Cybersecurity

Thousands of FBI phones hit by glitch resulting in loss of texts: report

Thousands of mobile phones used by the FBI were impacted by a glitch that resulted in the loss of text exchanges between bureau employees Peter Strzok and Lisa Page, Fox News reported on Wednesday.

Page and Strzok, who until recently were part of special counsel Robert Mueller’s investigation into Russian interference in the 2016 election, have been under intense scrutiny from GOP lawmakers after it was revealed that they exchanged messages critical of President Trump — as well as other candidates — ahead of the 2016 election. 

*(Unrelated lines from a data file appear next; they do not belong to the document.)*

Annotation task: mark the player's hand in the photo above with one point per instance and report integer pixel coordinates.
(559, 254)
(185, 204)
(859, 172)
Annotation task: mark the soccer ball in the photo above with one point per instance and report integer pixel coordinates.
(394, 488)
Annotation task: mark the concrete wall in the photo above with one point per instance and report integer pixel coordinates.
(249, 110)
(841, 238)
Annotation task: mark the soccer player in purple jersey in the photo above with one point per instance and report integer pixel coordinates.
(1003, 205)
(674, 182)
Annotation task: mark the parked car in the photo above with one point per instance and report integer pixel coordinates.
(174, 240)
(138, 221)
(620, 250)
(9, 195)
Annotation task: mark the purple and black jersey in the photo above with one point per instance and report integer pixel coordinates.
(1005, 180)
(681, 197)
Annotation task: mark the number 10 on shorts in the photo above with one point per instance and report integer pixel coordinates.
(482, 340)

{mosads}Strzok was removed from the Russia probe last year, after the text messages were uncovered by a Justice Department inspector general investigation. But Republicans point to the messages as evidence of political bias on Mueller’s team and at the FBI. 

The missing messages have sparked furor among Republicans on Capitol Hill who are demanding answers as to why the bureau did not preserve those from the time period between Dec. 14, 2016, and May 7, 2017. The revelation has also triggered a Justice Department investigation.

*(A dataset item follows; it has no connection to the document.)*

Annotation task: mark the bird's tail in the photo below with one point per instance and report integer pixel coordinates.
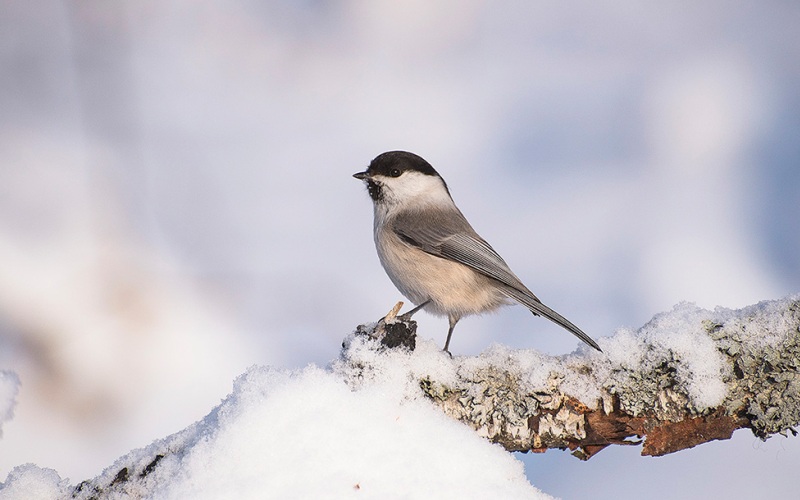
(539, 309)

The bureau recently told the inspector general that the messages were not preserved as a result of misconfiguration issues related to software upgrades of FBI-provided Samsung 5 mobile phones that conflicted with the bureau’s archiving efforts.

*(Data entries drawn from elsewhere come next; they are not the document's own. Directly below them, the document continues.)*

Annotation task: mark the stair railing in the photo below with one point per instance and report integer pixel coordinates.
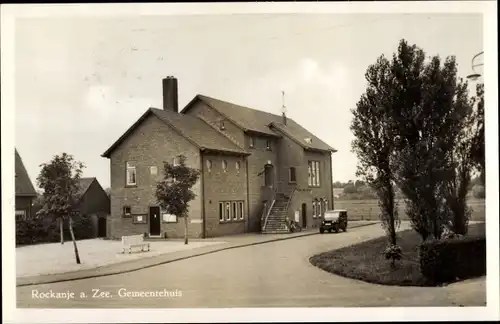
(273, 200)
(286, 209)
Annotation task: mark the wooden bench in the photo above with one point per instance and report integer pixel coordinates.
(134, 241)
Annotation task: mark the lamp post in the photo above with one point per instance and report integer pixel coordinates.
(475, 75)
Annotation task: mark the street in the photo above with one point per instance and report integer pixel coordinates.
(276, 274)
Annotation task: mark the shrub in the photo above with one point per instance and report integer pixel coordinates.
(46, 230)
(447, 260)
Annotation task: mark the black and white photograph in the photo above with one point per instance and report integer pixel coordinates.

Fox News, citing anonymous law enforcement officials, is now reporting that the glitch affected close to 10 percent of cellphones used by bureau employees. 

The FBI has a workforce of more than 35,000 agents, analysts and other employees.

Justice Department officials are working to recover the lost messages from cellphone carriers and also trying to recover the devices themselves, Fox reported. 

The text messages attracted massive attention when the Justice Department delivered them to members of the House Judiciary Committee in mid-December. The exchanges showed the agents referring to then-candidate Trump as an “idiot,” in addition to other derogatory terms.

On Tuesday, Sens. Ron Johnson (R-Wis.) and Chuck Grassley (R-Iowa), chairmen of the powerful Oversight and Government Reform and Judiciary committees, sent a letter to the Justice Department inspector general demanding to know why he only now disclosed the missing text messages. Lawmakers have asked to see exchanges from the period between Nov. 30, 2016, and July 28, 2017.

Attorney General Jeff Sessions has vowed to “leave no stone unturned” in investigating the issue.